Outstanding job, love it. PAINT IT ULTRAMARINES, +REP


----------



## Cole Deschain (Jun 14, 2008)

Green Knight said:


> Outstanding job, love it. PAINT IT [anything but] ULTRAMARINES, +REP


Fixed it for you. :wink:


----------



## Someguy (Nov 19, 2007)

Thanks for the support.

I think stabilising fins are probably a good idea though I'm not sure what form they should take. I'll do some research into how the rope things work. No rivets I think, as they don't appear on the original either.


----------



## Lord Sinkoran (Dec 23, 2006)

very nice i like


----------



## humakt (Jan 2, 2008)

Looks excellent. I'm certainly impressed with your building skills. Have some more +rep


----------



## Shas La (Oct 13, 2008)

awsome!!!! rep for u 

so it carrys troops? 

i know its a strange idea but have u though of using a sm terminator deathwind missle launcher on it ?

btw great moddel make more!!!!!


----------



## Vashtek (Nov 2, 2007)

Looking very nice... Agree that fins would be cool.
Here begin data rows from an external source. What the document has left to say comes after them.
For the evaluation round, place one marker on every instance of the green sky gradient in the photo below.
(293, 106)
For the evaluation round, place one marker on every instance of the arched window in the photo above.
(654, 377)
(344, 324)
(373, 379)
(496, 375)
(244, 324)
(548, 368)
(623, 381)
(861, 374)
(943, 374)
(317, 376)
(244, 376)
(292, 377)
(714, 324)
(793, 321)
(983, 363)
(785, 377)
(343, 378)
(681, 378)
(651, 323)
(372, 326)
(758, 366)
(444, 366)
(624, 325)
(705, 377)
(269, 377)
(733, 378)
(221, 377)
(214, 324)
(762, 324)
What colour you gonna paint it?


----------



## Djinn24 (Jan 12, 2008)

I have to add my 2 bits about the fins. I can not wait to see the next series of pics on this thing.


----------



## Galahad (Dec 21, 2006)

Nice work, man. Fabrication always impresses me


----------



## Arch_inquisitor (Jan 4, 2008)

> No rivets I think


Aww your no fun :wink: have some rep anyway.


----------



## bazle (Sep 24, 2008)

looking good i want some when they come out!

good job!


----------



## IamI1966 (Oct 12, 2008)

:shok:... Thats AMAZING. I agree with both the stabilizing fins and rope. Mabe something like the Land Raider Grenade Launchers would look good on it.


----------